やはりこの問題は細かいことを言い出すとキリがないもののようです。
「あくまでも『上虚下実』という言葉は、身体を全体的に捉えたときに思い描くイメージであって、部分を取り出してああだこうだ言うものではなく、上半身と下半身にはそこまではっきりとした境目があるわけではない」というのが正しい答えのように思います。
それに、体幹部を分割するのに、「上半身/下半身」というふたつの分け方ではちょっと足りないようにも思います。
おおざっぱに分けるにしても、「頭部/胸郭/腹部/骨盤」の4つの要素は必要だと思います。
上の考察では、頭部と胸郭が「上半身」にあたり、腹部と骨盤が「下半身」にあたるという結論になりかけましたが(胸郭と腹部のあいだに横隔膜があるため)、胸郭部にしても活性化すべき器官があることから、「上虚下実」という言葉は、体幹部を分割しようとするときには適当な考え方ではないという結論にいたったわけです。
そもそも、人体を部分に分割して分析しようという発想自体が東洋医学的ではないのかもしれません。
東洋医学の経絡なり経筋といった考え方は、人体をもっと一つながりのものとして全体的に捉えようとします。

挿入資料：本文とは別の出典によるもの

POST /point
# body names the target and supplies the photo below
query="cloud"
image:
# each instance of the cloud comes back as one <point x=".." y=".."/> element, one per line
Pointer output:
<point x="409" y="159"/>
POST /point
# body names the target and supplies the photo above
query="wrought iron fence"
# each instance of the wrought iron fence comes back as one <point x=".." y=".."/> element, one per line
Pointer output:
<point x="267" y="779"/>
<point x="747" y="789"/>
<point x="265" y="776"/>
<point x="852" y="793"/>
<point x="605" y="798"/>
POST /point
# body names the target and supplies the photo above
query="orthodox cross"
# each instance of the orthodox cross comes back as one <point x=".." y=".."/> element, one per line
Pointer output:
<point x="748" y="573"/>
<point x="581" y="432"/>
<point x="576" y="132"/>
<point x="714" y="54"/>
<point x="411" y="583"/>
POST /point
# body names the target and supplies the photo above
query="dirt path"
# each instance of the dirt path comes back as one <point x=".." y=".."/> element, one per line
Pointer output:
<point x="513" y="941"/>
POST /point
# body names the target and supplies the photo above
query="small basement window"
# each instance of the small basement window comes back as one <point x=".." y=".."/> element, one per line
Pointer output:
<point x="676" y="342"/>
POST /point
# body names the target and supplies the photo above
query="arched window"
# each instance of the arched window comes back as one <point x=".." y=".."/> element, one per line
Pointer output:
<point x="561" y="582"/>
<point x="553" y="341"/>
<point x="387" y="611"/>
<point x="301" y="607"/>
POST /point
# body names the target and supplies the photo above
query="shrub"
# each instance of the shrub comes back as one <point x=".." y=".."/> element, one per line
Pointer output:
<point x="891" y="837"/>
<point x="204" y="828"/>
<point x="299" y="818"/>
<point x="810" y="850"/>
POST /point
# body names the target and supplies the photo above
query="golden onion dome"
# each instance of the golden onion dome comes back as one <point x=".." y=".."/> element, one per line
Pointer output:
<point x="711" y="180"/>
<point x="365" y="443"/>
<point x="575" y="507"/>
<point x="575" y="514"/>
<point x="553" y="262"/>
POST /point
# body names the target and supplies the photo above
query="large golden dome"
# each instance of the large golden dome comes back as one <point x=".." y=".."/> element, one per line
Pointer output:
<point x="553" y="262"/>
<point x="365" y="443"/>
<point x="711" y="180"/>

身体だけではなく、心に至るまでつながっていると考えます。
東洋医学の言葉である「上虚下実」を使う限り、人体を分割して捉えるという視点を持つべきではないのかもしれません。
ただ、そこはわたくし天邪鬼ですので、「持つべきではない」などと言われると(いや、自分で書いたのですけどね)、「ほんとうにそうかな」と調べてみたくなったと、そういう次第でございます。